New Delhi: In a finding that could reshape breast cancer care, researchers have reported that women with early-stage breast cancer who undergo mastectomy and receive modern anti-cancer drug therapy may not need radiotherapy, as it does not improve long-term survival.
The results come from a major international study led by the University of Edinburgh, published in the New England Journal of Medicine. The trial, backed by the UK’s Medical Research Council (MRC) and National Institute for Health and Care Research (NIHR), offers long-awaited clarity on a question that has guided post-surgery treatment for decades.
For years, many women treated with mastectomy and drug therapy have also received chest wall radiotherapy to kill any remaining cancer cells and reduce recurrence risk. However, this practice was based largely on trials from the 1980s, leaving doubts about its relevance in an era of more effective systemic treatments.
The SUPREMO trial (Selective Use of Postoperative Radiotherapy after Mastectomy) was designed to address this uncertainty and assess whether radiotherapy continues to offer benefits for patients at intermediate risk of recurrence.
The trial followed 1,607 women from 17 countries who had undergone mastectomy, axillary surgery (removal of lymph nodes), and modern systemic therapy. Participants were randomly assigned to receive radiotherapy (808 women) or not (799).
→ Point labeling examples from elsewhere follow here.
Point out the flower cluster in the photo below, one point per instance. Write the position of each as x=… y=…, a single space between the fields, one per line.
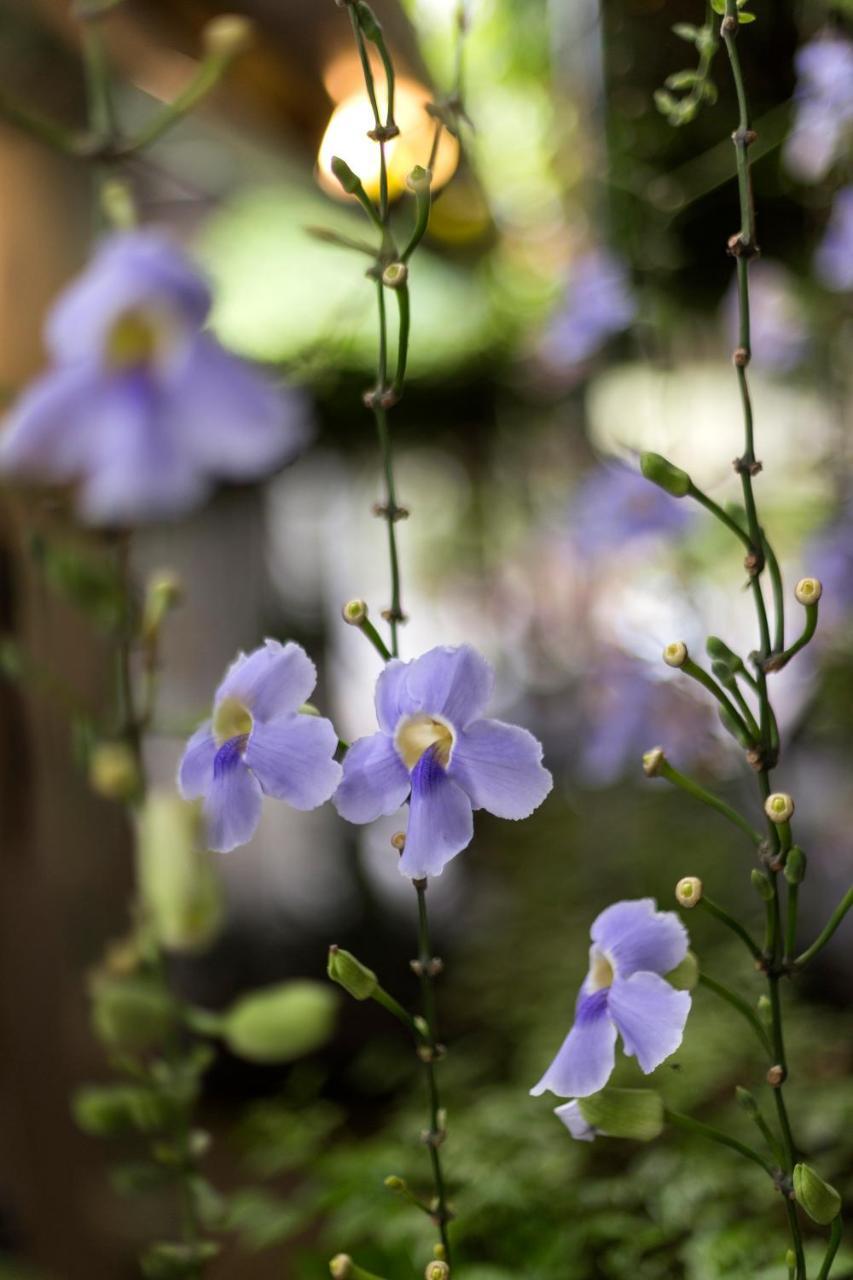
x=624 y=993
x=142 y=410
x=433 y=748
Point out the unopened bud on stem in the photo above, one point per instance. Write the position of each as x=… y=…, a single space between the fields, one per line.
x=688 y=891
x=779 y=807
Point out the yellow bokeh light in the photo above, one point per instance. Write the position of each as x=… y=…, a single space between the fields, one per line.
x=346 y=136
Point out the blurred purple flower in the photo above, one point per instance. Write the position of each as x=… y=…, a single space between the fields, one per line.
x=780 y=339
x=259 y=744
x=624 y=711
x=834 y=257
x=140 y=407
x=824 y=101
x=615 y=504
x=433 y=746
x=625 y=993
x=598 y=304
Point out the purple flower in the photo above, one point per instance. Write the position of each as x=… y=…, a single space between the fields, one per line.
x=141 y=408
x=824 y=101
x=598 y=305
x=834 y=259
x=259 y=744
x=779 y=337
x=615 y=504
x=624 y=993
x=433 y=746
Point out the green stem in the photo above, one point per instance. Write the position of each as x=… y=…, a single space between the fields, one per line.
x=730 y=923
x=436 y=1128
x=828 y=931
x=694 y=789
x=743 y=1008
x=831 y=1248
x=706 y=1130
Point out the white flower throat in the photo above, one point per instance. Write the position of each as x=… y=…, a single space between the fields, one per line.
x=416 y=734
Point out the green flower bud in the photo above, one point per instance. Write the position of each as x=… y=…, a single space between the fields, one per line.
x=346 y=177
x=817 y=1198
x=351 y=974
x=178 y=882
x=666 y=476
x=688 y=891
x=796 y=865
x=685 y=976
x=635 y=1114
x=132 y=1014
x=761 y=885
x=779 y=807
x=281 y=1023
x=113 y=771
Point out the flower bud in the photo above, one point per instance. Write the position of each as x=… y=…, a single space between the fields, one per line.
x=113 y=771
x=817 y=1198
x=796 y=865
x=675 y=654
x=688 y=891
x=761 y=885
x=395 y=275
x=779 y=807
x=281 y=1023
x=685 y=976
x=419 y=181
x=351 y=974
x=666 y=476
x=355 y=612
x=635 y=1114
x=808 y=590
x=178 y=880
x=652 y=762
x=164 y=592
x=228 y=35
x=346 y=177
After a decade of follow-up, researchers found no significant difference in survival between the two groups. The 10-year overall survival rate was 81.4 per cent among women who received radiotherapy and 81.9 per cent among those who did not. There was also no difference in disease-free survival—the period without cancer returning—or in cancer spread to other parts of the body.
Recurrence at the site of surgery was rare: only nine women who received radiotherapy and 20 who did not experienced chest wall recurrence. Side effects were generally mild, and no excess heart-related deaths were observed.
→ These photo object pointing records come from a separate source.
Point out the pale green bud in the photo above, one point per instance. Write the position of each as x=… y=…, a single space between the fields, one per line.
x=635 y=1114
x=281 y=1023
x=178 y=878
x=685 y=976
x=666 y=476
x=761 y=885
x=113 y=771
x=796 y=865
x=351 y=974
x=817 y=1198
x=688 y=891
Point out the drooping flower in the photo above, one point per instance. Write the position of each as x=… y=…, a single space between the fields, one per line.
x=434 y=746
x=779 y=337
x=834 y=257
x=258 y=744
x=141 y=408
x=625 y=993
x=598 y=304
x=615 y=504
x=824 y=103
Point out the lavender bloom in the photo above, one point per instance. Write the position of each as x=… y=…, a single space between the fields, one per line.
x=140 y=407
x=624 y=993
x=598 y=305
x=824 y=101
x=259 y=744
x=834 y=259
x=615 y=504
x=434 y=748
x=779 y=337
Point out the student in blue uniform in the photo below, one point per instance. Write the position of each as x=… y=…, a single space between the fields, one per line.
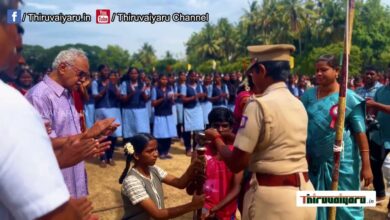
x=181 y=85
x=220 y=93
x=134 y=98
x=148 y=91
x=173 y=87
x=232 y=85
x=207 y=106
x=89 y=105
x=164 y=127
x=107 y=105
x=193 y=113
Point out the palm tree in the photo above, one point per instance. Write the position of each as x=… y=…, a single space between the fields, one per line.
x=208 y=46
x=146 y=55
x=227 y=37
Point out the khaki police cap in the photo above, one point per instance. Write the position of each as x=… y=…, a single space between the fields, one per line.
x=275 y=52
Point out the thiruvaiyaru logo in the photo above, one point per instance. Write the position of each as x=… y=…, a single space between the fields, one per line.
x=102 y=16
x=14 y=16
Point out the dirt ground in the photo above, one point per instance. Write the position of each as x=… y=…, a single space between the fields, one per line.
x=105 y=194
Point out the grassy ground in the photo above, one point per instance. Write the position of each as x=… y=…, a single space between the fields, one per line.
x=105 y=190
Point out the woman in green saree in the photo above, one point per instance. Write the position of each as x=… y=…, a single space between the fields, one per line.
x=321 y=106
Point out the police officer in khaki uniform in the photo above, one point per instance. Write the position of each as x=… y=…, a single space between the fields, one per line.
x=271 y=140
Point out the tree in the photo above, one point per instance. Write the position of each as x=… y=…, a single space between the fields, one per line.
x=146 y=56
x=115 y=57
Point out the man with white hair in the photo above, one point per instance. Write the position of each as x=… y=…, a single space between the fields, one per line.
x=52 y=98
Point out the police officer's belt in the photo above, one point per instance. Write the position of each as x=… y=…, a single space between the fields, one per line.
x=281 y=180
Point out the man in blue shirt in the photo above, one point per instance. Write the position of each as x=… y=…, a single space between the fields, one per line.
x=371 y=84
x=380 y=137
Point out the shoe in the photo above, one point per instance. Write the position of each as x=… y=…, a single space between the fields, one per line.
x=103 y=164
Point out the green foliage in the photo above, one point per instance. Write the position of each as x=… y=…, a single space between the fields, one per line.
x=115 y=57
x=314 y=27
x=307 y=65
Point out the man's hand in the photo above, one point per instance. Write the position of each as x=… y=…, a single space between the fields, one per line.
x=103 y=127
x=75 y=151
x=83 y=207
x=211 y=134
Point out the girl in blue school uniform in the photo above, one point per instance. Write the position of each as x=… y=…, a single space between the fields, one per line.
x=134 y=112
x=181 y=85
x=89 y=105
x=207 y=106
x=148 y=91
x=193 y=113
x=220 y=93
x=107 y=105
x=164 y=127
x=172 y=85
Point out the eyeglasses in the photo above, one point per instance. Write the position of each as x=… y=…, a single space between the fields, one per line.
x=80 y=73
x=6 y=5
x=217 y=125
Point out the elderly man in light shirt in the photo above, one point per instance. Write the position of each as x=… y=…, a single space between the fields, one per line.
x=53 y=100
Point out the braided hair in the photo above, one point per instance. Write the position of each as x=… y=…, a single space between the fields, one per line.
x=139 y=142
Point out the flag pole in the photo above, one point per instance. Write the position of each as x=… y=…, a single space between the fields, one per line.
x=338 y=145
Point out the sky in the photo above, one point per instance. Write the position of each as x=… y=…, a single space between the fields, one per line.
x=163 y=37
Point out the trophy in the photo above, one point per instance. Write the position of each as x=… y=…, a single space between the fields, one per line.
x=195 y=185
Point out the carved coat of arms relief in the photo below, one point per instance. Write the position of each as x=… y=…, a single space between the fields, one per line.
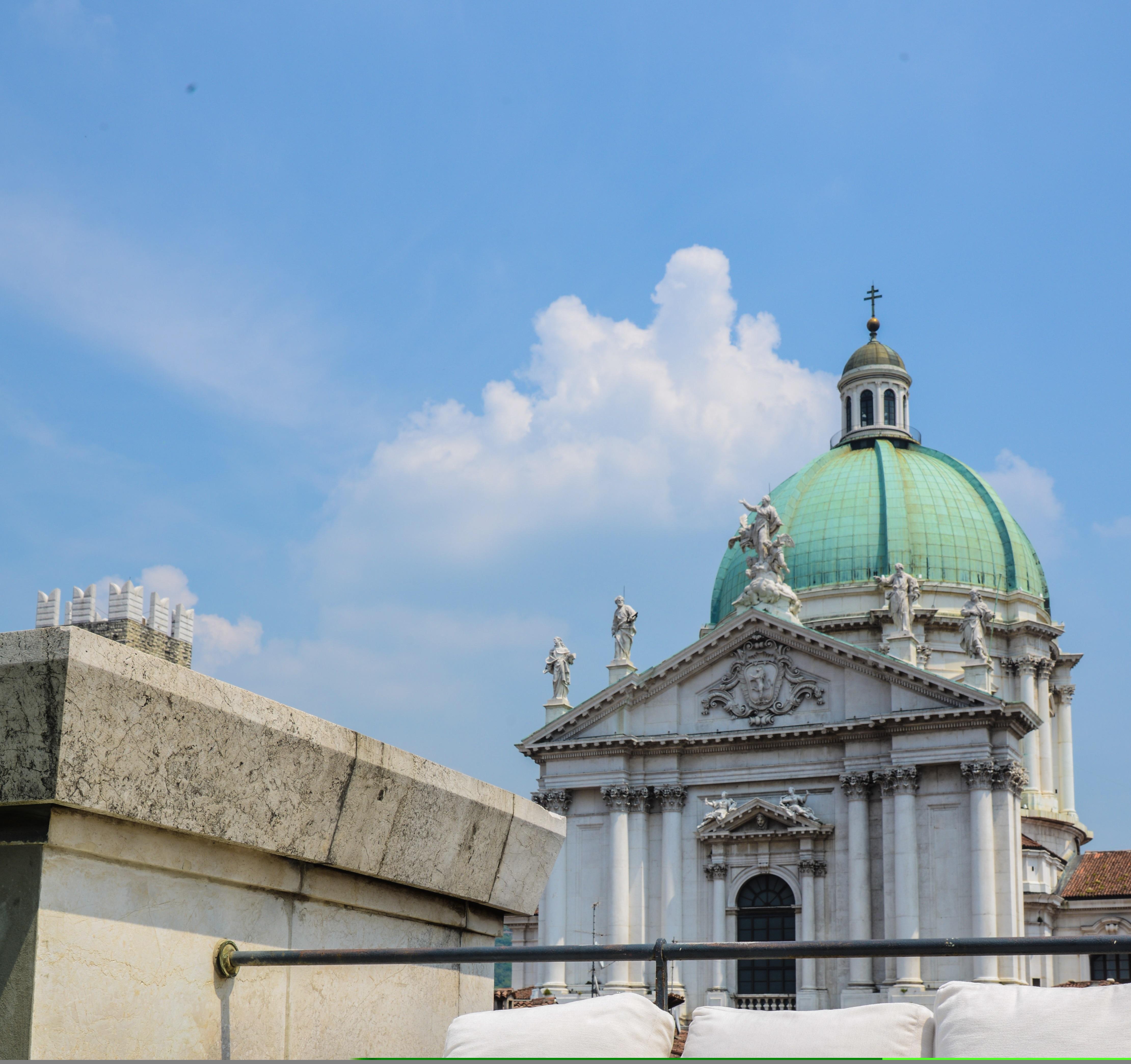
x=762 y=685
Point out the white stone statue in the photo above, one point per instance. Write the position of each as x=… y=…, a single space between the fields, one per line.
x=976 y=614
x=757 y=536
x=624 y=630
x=902 y=595
x=795 y=804
x=558 y=663
x=767 y=587
x=720 y=808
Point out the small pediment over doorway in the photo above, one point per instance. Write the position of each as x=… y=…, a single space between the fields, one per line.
x=759 y=819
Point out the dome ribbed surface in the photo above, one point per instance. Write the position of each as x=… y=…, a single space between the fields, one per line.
x=854 y=514
x=873 y=353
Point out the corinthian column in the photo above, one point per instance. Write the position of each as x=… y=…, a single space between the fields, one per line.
x=671 y=799
x=1008 y=783
x=617 y=799
x=638 y=862
x=1031 y=744
x=552 y=911
x=979 y=776
x=1065 y=693
x=1049 y=773
x=905 y=783
x=857 y=787
x=716 y=872
x=807 y=869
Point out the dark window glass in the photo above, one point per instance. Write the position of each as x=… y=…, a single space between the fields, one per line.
x=766 y=915
x=1111 y=966
x=866 y=409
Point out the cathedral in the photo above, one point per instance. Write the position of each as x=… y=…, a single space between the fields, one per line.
x=871 y=739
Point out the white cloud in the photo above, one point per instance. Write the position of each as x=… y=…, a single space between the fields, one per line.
x=70 y=24
x=169 y=583
x=612 y=424
x=218 y=642
x=214 y=335
x=1118 y=528
x=1030 y=496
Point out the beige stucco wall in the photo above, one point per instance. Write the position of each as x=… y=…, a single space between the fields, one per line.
x=129 y=917
x=149 y=812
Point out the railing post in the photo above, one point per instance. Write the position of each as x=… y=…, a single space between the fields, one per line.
x=661 y=974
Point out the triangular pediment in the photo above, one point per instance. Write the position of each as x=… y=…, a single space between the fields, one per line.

According to experts, the results suggest that routine use of chest wall radiotherapy in women with early-stage or intermediate-risk breast cancer may no longer be necessary if they are receiving modern systemic therapy.
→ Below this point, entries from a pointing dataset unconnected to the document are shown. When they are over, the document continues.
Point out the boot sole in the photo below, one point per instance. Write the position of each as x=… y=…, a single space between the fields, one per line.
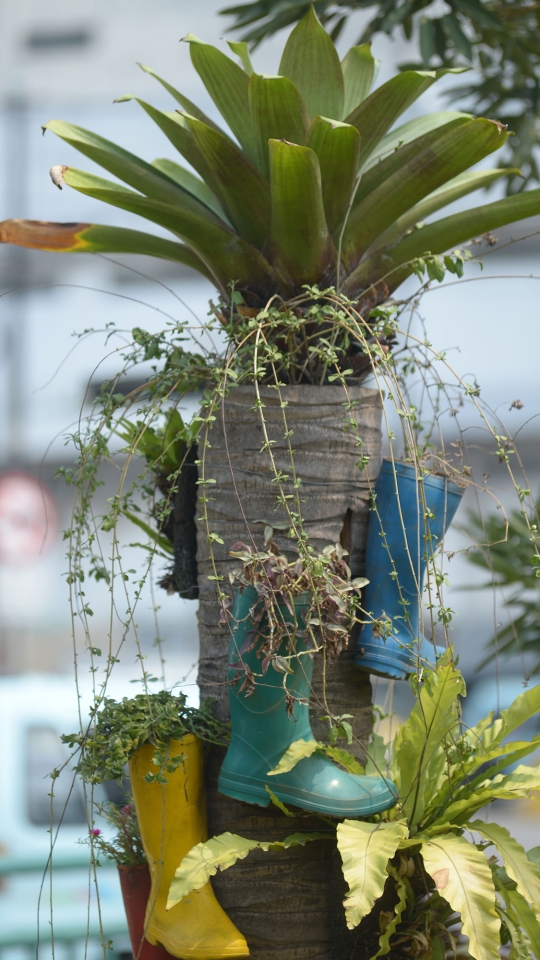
x=254 y=793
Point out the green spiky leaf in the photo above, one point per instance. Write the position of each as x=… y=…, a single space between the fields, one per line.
x=459 y=187
x=241 y=50
x=337 y=146
x=462 y=876
x=438 y=158
x=97 y=238
x=431 y=719
x=378 y=112
x=518 y=867
x=184 y=102
x=278 y=112
x=359 y=67
x=311 y=61
x=242 y=190
x=219 y=853
x=126 y=166
x=188 y=181
x=365 y=849
x=227 y=84
x=225 y=254
x=394 y=264
x=300 y=245
x=411 y=130
x=296 y=752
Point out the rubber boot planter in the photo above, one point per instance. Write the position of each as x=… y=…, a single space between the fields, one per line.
x=172 y=819
x=135 y=884
x=399 y=542
x=263 y=729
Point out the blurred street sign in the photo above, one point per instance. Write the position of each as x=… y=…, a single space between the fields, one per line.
x=28 y=518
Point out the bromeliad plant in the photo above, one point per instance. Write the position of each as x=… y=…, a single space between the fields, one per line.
x=313 y=184
x=429 y=869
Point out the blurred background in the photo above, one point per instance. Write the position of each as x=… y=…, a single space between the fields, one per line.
x=70 y=62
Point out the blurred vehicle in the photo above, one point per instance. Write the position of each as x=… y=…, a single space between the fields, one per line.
x=34 y=710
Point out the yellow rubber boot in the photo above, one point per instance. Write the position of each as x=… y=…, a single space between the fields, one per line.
x=172 y=819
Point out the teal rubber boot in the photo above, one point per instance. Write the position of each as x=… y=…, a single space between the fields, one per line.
x=263 y=728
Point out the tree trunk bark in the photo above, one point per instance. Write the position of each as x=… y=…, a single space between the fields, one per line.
x=288 y=904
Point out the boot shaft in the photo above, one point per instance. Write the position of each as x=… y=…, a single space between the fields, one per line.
x=172 y=815
x=412 y=516
x=272 y=689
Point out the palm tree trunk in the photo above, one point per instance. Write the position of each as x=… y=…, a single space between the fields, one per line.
x=288 y=905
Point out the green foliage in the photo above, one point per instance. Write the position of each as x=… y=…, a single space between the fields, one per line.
x=462 y=876
x=365 y=850
x=418 y=865
x=322 y=581
x=125 y=848
x=500 y=40
x=219 y=853
x=119 y=728
x=508 y=552
x=319 y=181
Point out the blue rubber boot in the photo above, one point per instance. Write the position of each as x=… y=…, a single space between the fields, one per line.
x=399 y=542
x=263 y=729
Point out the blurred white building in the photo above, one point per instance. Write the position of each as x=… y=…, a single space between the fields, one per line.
x=71 y=62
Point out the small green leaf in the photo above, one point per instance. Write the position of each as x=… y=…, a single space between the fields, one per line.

“The SUPREMO trial provides no evidence to support the continued use of chest wall radiotherapy in most intermediate-risk breast cancer patients treated with current drug regimens,” said Professor Ian Kunkler of the University of Edinburgh’s Institute of Genetics and Cancer, who led the study.
However, researchers cautioned that the findings apply only to women with intermediate-risk disease. Those at higher risk of recurrence may still benefit from radiotherapy.
Professor John Simpson, Director of the MRC-NIHR Efficacy and Mechanism Evaluation Programme, said the study demonstrates the importance of large, collaborative research in resolving long-standing clinical questions. “The findings potentially allow patients to avoid unnecessary treatments, leading to more effective and efficient use of health and care resources,” he noted.
The international team included scientists from the UK, Netherlands, Australia, and China, with additional support from the European Organisation for Research and Treatment of Cancer (EORTC), Dutch Cancer Society, Cancer Australia, and the Breast Cancer Institute.